La perquisizione e il sequestro di materiale informatico subite dal giornalista del Fatto Quotidiano, Marco Lillo, sono “illegittimi“. Lo scrive la Cassazione nella sentenza 9989 depositata ieri con la quale i giudici hanno ordinato la restituzione al vicedirettore del Fatto di tutto quello che gli è stato sequestrato, vietando inoltre ai magistrati il “trattenimento di copia dei dati acquisiti”. L’ordine di perquisizione era stato effettuato il 5 luglio del 2017 dai magistrati della procura di Napoli titolari dell’indagine sulla fuga di notizia dell’inchiesta Consip.
Secondo la Suprema Corte, con riferimento ai principi in tema di tutela della libertà di stampa fissati dalla corte dei diritti dell’uomo, la perquisizione e il sequestro sono state due misure sproporzionate adottate nei confronti di un professionista dell’informazione senza che vi fosse un legame probatorio, tra i documenti sequestrati e l’oggetto dell’indagine.
«La Federazione nazionale della Stampa italiana non può che sottoscrivere le ragioni espresse dalla Corte di Cassazione” affermano, in una nota, il segretario generale e il presidente della Fnsi, Raffaele Lorusso e Giuseppe Giulietti.
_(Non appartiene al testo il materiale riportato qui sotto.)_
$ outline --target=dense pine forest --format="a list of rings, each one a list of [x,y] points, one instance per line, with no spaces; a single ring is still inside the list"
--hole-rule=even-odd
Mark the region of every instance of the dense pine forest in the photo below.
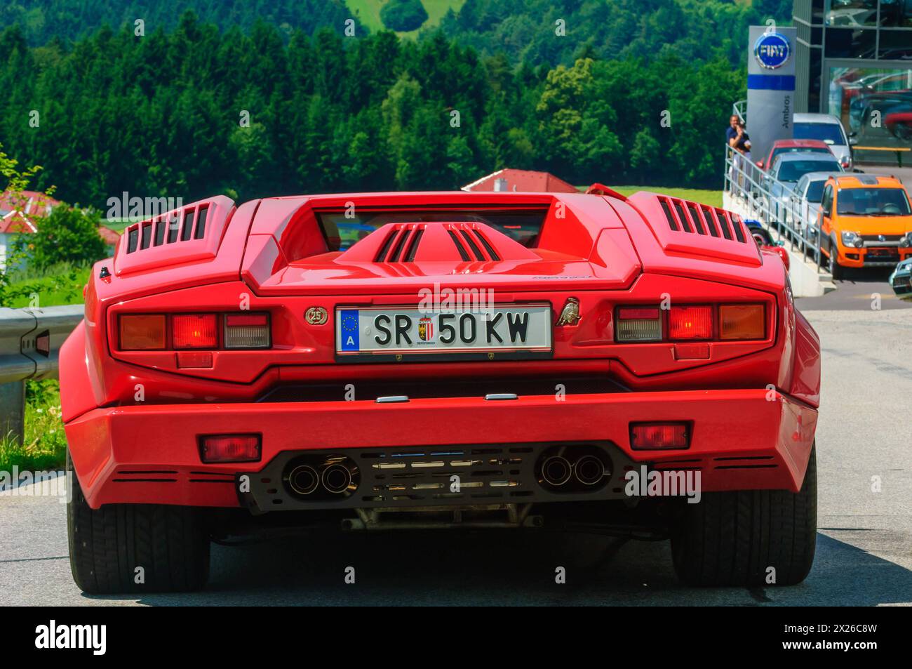
[[[112,4],[115,27],[53,29],[51,7],[72,18]],[[138,35],[140,5],[32,3],[47,11],[0,33],[0,143],[42,165],[34,185],[62,200],[441,189],[504,166],[713,185],[744,45],[712,39],[706,21],[764,16],[760,2],[467,0],[409,39],[347,26],[339,2],[196,0],[162,3],[200,14],[163,14]],[[315,11],[304,20],[293,5]],[[529,39],[503,32],[521,26]]]

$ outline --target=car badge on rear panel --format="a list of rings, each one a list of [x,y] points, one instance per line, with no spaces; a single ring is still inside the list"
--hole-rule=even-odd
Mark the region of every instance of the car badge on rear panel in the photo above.
[[[427,316],[418,321],[418,336],[422,341],[434,339],[434,322]]]
[[[567,298],[566,304],[561,311],[561,318],[557,319],[557,325],[576,325],[579,319],[579,300],[575,298]]]
[[[304,318],[311,325],[323,325],[326,322],[326,310],[322,307],[311,307],[305,311]]]

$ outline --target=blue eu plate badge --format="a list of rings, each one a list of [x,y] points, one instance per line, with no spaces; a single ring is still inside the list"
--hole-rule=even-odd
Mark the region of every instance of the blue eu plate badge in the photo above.
[[[358,309],[339,311],[339,340],[342,350],[360,350],[358,340]]]

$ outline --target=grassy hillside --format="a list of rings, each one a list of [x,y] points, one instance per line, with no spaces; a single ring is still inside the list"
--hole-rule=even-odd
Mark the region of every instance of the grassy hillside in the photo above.
[[[384,29],[383,22],[380,20],[380,9],[389,0],[346,0],[346,5],[365,27],[376,32]],[[421,27],[434,28],[440,25],[440,19],[449,9],[458,13],[465,5],[465,0],[421,0],[421,4],[428,13],[428,20]],[[418,30],[397,33],[397,35],[412,37],[418,35]]]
«Una sentenza importante – proseguono – e non solo nel caso specifico, con la conferma della correttezza del lavoro svolto da Lillo, ma anche perché ribadisce che per evitare il rischio di potenziali limitazioni alla libertà di stampa non possono essere disposte misure di sequestro della corrispondenza, delle comunicazioni o di ogni altro materiale e documentazione sulla base di un “semplice nesso di pertinenzialità tra le notizie ed il generico tema dell’indagine”. Episodi che, invece, da qualche tempo si sono moltiplicati, in particolare nei confronti di colleghi che indagano su mafia, corruzione e reati finanziari. Si tratta di una sentenza che finalmente recepisce le ragioni dell’articolo 21 della Costituzione e del diritto di cronaca».